Thursday, January 20, 2011

In Letter to President, Banking Industry Seeks Increase in SEC 500-Shareholder Test and Repeal of Dodd-Frank Interchange Fee

In a letter to President Obama praising his Executive Order on repealing burdensome federal regulations, the American Bankers Association also asked that the SEC 500-shareholder threshold be raised and that the Dodd-Frank interchange fee provision be repealed. Codified as Section 1075 of Dodd-Frank, the interchange fee has been the subject of concern of leading Senators on the Banking Committee, but is strongly defended by its author, Senator Dick Durbin.

Under current SEC regulations, whenever a bank has 500 or more shareholders it must register with the SEC and become subject to a hefty and expensive SEC oversight regime on top of the oversight conducted by federal bank regulators. The ABA noted that many community banks that are approaching that threshold are intentionally refraining from seeking new investors in order to avoid the new burdens that come with SEC registration.
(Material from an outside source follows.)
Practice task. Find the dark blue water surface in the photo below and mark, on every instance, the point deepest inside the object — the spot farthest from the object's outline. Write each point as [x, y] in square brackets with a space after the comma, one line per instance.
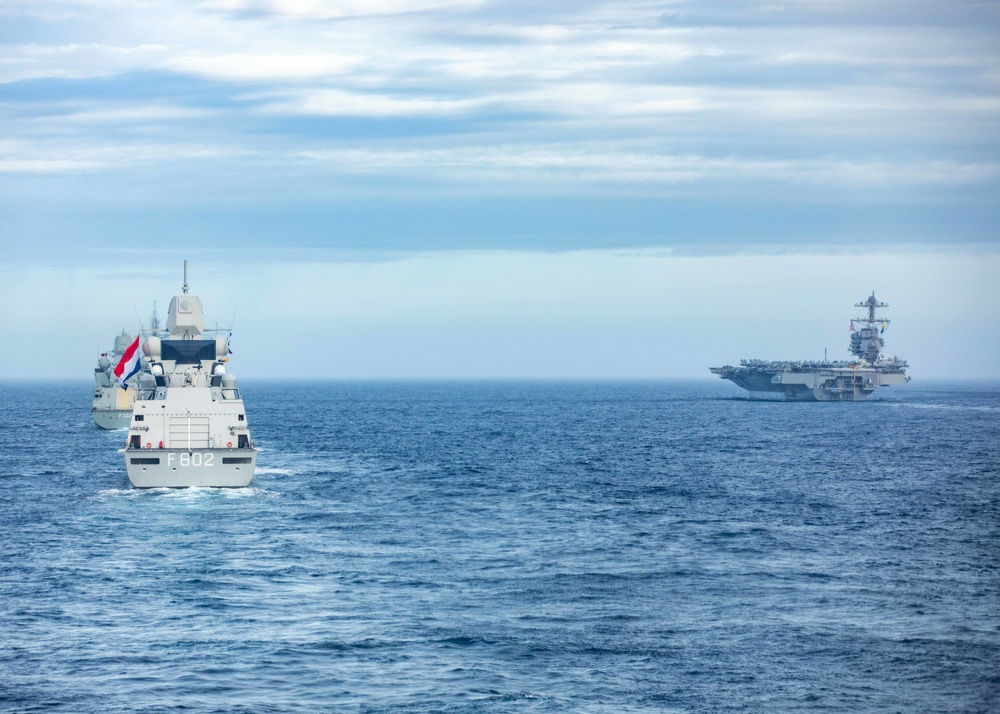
[584, 547]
The 500-shareholder threshold has not been updated since 1964, noted the ABA, despite the fact that in the intervening years the stock market and the number of investors has expanded dramatically. The ABA urged that the SEC registration threshold needs to be updated to between 1500 and 3000 shareholders, in turn freeing up community banks to seek new investors without also inviting major new SEC regulatory burdens.

Regarding the interchange fee provision of Dodd-Frank, the ABA observed that this was not part of the Administration’s proposed financial regulatory reform package. It was added by an amendment sponsored by Senator Durbin, requiring the Fed to issue three final rules on interchange fees regarding a reasonable and proportional debit fee structure, fees for fraud prevention on debit transactions, and debit transaction network fees. There is a statutory exemption for small issuers under $10 billion in assets from the new debit fee rules.

While Section 1075 ostensible exempts community banks, said the ABA, it is clear that the markets will not long tolerate paying higher interchange fees to community banks than the levels set by the Fed. This rule must be stopped, emphasized the ABA, so that markets can continue to set interchange fees, especially before the price controls cut into the earnings of community banks and undermine the viability of their financial services. In the meantime, the ABA urged the Fed to include in its price control calculations the cost of all the elements that operate to make debit interchange services available to customers.

In a recent letter to the Fed, thirteen US Senators expressed concern with the consequences of replacing a market-based system for debit card acceptances with a government-controlled system pursuant to Section 1075 of the Dodd-Frank Act. The senators said that having the government fix prices in any venue is a bad idea. As the Fed implements Section 1075, the senators want to ensure that all costs to the issuers and economic value to the merchants are considered in the regulations. The senators urged the Fed to take the time to consider all the implications of implementing Section 1075 and exercise the discretion granted by Dodd-Frank to minimize negative consequences. The letter was signed by Senator Richard Shelby (R-AL), the Banking Committee’s Ranking Member, and two influential members of the committee, Senators Mark Warner (D-VA) and Bob Corker (R-TN).

But on the last day of the 111th Congress, Senator Dick Durbin (D-Il) strongly defended the interchange fee reform provisions against a growing chorus of concern and some criticism. Describing the current interchange system as a price-fixing scheme, the senator, who authored Section 1075, said that he is ``hunkered down and ready for the fight that is coming.’’ (Cong. Record, Dec. 22, 2010, S10995-10997).